Abgründige Liebesgeschichten einer Dienstmagd – Marlena Keil als „Zerline“ im Theater Dortmund

Wenn das Publikum den Raum betritt, steht sie schon da: Marlena Keil, Rock und Bluse unvorteilhaft eng. Schließlich stellt sie sich vor. Sie sei die alte Magd Zerline, die beim verstorbenen Herrn Baron und seiner Gattin in Diensten war und einst eine leidenschaftliche Affäre hatte.

Marlena Keil als Magd Zerline (Foto: Birgit Hupfeld/Theater Dortmund)

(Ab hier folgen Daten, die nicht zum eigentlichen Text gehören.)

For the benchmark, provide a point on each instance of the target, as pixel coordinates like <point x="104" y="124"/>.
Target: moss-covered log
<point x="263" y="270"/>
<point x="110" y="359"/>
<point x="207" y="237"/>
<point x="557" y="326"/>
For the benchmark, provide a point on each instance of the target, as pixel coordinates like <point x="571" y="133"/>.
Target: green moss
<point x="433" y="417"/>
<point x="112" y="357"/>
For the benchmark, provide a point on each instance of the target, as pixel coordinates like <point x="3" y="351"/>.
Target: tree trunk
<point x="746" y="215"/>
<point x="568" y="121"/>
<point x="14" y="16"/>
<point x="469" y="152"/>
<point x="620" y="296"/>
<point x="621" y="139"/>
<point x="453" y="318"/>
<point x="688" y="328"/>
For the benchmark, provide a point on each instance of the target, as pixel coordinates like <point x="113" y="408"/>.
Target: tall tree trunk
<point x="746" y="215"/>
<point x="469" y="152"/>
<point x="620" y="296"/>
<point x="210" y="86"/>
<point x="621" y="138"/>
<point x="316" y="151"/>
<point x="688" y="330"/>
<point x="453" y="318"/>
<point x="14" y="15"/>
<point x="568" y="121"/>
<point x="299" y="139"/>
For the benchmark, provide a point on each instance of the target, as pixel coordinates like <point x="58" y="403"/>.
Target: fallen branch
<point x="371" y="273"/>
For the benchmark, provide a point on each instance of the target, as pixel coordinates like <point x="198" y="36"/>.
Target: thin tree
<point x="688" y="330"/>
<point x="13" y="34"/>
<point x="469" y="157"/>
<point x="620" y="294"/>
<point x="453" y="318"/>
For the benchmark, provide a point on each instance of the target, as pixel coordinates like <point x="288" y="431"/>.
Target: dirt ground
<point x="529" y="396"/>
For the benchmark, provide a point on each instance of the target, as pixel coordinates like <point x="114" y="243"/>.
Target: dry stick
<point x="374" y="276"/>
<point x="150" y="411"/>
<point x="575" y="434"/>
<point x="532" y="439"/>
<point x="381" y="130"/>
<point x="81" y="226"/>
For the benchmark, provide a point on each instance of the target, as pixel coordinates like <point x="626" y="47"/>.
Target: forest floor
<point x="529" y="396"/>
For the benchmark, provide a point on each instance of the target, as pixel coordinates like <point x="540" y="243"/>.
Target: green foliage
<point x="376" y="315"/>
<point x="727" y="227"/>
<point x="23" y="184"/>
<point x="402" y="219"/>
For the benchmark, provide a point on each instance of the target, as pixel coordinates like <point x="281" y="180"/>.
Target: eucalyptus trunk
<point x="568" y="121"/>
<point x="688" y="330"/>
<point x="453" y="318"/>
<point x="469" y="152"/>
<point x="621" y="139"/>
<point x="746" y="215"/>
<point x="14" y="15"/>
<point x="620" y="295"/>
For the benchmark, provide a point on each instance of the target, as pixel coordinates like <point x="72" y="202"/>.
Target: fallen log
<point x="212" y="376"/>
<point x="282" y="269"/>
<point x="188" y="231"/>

Der schneidige Herr von Juna

Es sei eine, wenn man so will, vertrackte Vierecksgeschichte zwischen dem schneidigen Herrn von Juna, der Baronin, einer weiteren, weitgehend ungezeichnet bleibenden Geliebten von Junas und eben ihr, Zerline, gewesen. Das Kind Hildegard sei aus dieser Beziehung hervorgegangen, das die Baronin zu ihrem machte. Und Zerline weiß, daß das Kind ein Bastard ist und erzählt dies und alles andere mit grimmiger Genugtuung. Betrug und Selbstbetrug prägten die Geschehnisse, einen ungeklärten Todesfall gab es sogar, die unbekannte Geliebte des Herrn von Juna starb unter rätselhaften Umständen. Doch der Prozeß verlief im Sande.

Täter und Opfer

Dies und mehr, ungeheure Dinge, erzählt Zerline in ihrem kurzweiligen Monolog, der übrigens dem Roman „Die Schuldlosen“ von Hermann Broch entstammt und schon mehrfach dramatisiert wurde.

Ob Zerline selber eher Täter oder Opfer war, ob sie für das Geschehen überhaupt „wichtig“ war, klärt sich trotz offenkundiger Verpeiltheit der Protagonistin nicht gänzlich. Einerseits war sie, das süße Zimmermädchen, gewiß kaum mehr als eine kleine Entspannung für den noblen Herrn von Juna; andererseits wußte Zerline auch damals schon um die Wirksamkeit von Intrige und Denunziation. Etwas kriminell war sie auch; und gewiß war es ein Fehler, ihr, der Beteiligten, das Kleinkind Hildegard zu überlassen.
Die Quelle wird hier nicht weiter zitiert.